Valuation is key – especially in a conservative and recession-prone market like the one we’re currently in. That is why I say to you, dear readers, this is not the time to invest in Principal Financial Group.
S&P Global analysts give the company average targets of $78/share, which means that they’re actually agreeing with my stance – which is of course rare. Only one out of 13 analysts currently has a “BUY” rating on PFG, and the overvaluation today is potentially as much as 7% based on these targets. The range goes from $61 up to $90/share at most, and for once I am in almost 100% agreement with the analysts of a company here.
In my previous article, I gave the company a share price of $65/share. In light of today’s market and situation and what we find in terms of attractive companies, this is not a target I am going to be shifting to here.
Rather, I’m repeating and emphasizing it – it’s $65/share.
Historically speaking, these analysts, and that by the way includes me, have been pretty accurate when it comes to the business. I would also argue that the company has a pretty well-established tradition of trading between specific price ranges – and once the price goes above the price range we’re seeing here, then it usually comes back down again fairly quickly.
Because of that, this is my current thesis.
Thesis for the Common
I consider my current thesis on PFG as follows:
- Principal Financial Group is an absolutely solid insurance play that’s generated alpha in my portfolio for many years – and was rotated at a time when it had generated that alpha back around the $70/share mark. I would be happy to buy it back when it’s cheap, but not at over 11X P/E.
- The insurance sector is full of solid, global companies offering a 4%+ yield at excellent credit safeties – and PFG is one of the more expensive ones of the bunch.
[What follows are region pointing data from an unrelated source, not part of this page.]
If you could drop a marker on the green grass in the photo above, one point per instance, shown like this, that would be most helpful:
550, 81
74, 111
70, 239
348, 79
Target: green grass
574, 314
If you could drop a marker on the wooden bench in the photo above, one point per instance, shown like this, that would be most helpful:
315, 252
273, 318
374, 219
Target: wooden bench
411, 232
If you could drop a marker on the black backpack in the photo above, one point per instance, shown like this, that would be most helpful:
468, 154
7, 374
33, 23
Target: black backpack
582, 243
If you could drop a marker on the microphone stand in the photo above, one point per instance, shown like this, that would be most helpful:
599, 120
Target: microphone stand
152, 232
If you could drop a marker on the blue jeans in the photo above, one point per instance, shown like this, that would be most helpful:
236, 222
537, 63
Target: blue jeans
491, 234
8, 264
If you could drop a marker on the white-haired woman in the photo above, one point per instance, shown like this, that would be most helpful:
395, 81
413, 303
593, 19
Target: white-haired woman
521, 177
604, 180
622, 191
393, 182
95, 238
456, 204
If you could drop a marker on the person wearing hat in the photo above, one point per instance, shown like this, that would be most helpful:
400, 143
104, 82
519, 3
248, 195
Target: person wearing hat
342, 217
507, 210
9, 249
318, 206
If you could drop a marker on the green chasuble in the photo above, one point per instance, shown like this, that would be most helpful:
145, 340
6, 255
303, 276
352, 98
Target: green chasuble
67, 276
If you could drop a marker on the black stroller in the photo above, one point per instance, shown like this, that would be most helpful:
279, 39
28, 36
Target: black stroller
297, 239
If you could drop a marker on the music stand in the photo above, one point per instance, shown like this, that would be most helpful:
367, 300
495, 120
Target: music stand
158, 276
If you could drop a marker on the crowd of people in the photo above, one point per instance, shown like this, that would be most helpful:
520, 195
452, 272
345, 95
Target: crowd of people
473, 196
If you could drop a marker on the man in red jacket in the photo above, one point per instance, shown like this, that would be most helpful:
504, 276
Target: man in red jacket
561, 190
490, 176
- PFG is a “HOLD” here. A price target that I would consider attractive for investment based on my goals would be around $65/share – though every investor of course needs to look at their own targets, goals, and strategies. I would also always consult with a finance professional before making investment decisions such as this.
Remember, I’m all about:
1. Buying undervalued – even if that undervaluation is slight, and not mind-numbingly massive – companies at a discount, allowing them to normalize over time and harvesting capital gains and dividends in the meantime.
2. If the company goes well beyond normalization and goes into overvaluation, I harvest gains and rotate my position into other undervalued stocks, repeating #1.
3. If the company doesn’t go into overvaluation, but hovers within a fair value, or goes back down to undervaluation, I buy more as time allows.
4. I reinvest proceeds from dividends, savings from work, or other cash inflows as specified in #1.
Here are my criteria and how the company fulfills them (italicized).
This company is overall qualitative.
This company is fundamentally safe/conservative & well-run.
This company pays a well-covered dividend. This company is currently cheap.
This company has a realistic upside based on earnings growth or multiple expansion/reversion.
A great company, but it does not fulfill my criteria for investing in terms of valuation.
The options play
In terms of options, the current valuation means that we can’t really put money to work at attractive put options prices. If you’ve elected to hold onto your PFG shares, but have 100+ shares and want to look at a CALL option, I have this to offer you.
PFG Call Option (Author’s Data)
This is a long-dated call option with a low Strike, meaning a higher premium. This is what I usually do when I “want” to sell an equity at a specific price. I want the sort of yield that makes it worth not selling straight if the company drops back down. Close to 10% annualized gives that. If I had 100 shares of PFG, this is what I would do.